Title: From human factors to human actors to human crafters: a meta-design inspired participatory framework for designing in use
Authors: Maceli, Monica Grace
Keywords: Information science;Meta-design theory;End-user computing
Issue Date: Apr-2012
Abstract: Meta-design theory emphasizes that system designers can never anticipate all future uses of their system at design time, when systems are being developed. Rather, end users shape their environments in response to emerging needs at use time. Meta-design theory suggests that systems should therefore be designed to adapt to future conditions in the hands of end users. Meta-designers must provide the flexibility for end users to create and shape their own tools through a process of continuous co-design.
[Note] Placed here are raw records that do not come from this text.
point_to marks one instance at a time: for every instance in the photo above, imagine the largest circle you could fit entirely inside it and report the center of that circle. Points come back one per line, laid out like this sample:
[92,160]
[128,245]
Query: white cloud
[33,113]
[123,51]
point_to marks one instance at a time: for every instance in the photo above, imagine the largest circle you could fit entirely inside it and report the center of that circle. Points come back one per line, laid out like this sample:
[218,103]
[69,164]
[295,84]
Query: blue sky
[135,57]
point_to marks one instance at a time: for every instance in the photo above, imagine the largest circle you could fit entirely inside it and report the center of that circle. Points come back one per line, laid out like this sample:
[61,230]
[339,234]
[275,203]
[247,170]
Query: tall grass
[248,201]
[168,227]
Knowing that future use can never be entirely anticipated, this dissertation explored meta-design inspired techniques to help anticipate some use time possibilities at design time. This dissertation describes a series of experiments exploring the use of meta-design inspired guidelines as design heuristics in a continuous, participatory co-design process. The experiments consisted of a laboratory study exploring the effects of the meta-design inspired guidelines and end-user participation on design time ideation, a design exercise employing the guidelines on a redesign of the ipl2 digital library (http://www.ipl2.org), and a diary-keeping exercise with ipl2 end users. These series of experiments contribute needed empirical work to further our understanding of meta-design and related key concepts, such as end user motivation. The empirical work indicated that the meta-design inspired guidelines were useful in sparking future focused design discussion in groups of designers working at design time, as well as to shift the types of design ideas generated towards building features supporting end-user customization and modification in use. This research contributes an understanding of the desirable properties of a successful meta-design system, in relation to the customization features and functions, as well as the motivations of end-user crafters. Meta-designers must anticipate future end user needs enough to provide the necessary tools for end users to customize the system at use time. This dissertation demonstrates that methods at design time can help to shift design thinking towards such future modifications in the hands of end users. This begins to bridge theory and practice in the research area of meta-design, by exploring new design methods to bring meta-design concerns, such as future customizability, to the forefront of design time work.
Description: Thesis (PhD, Information science)--Drexel University, 2012.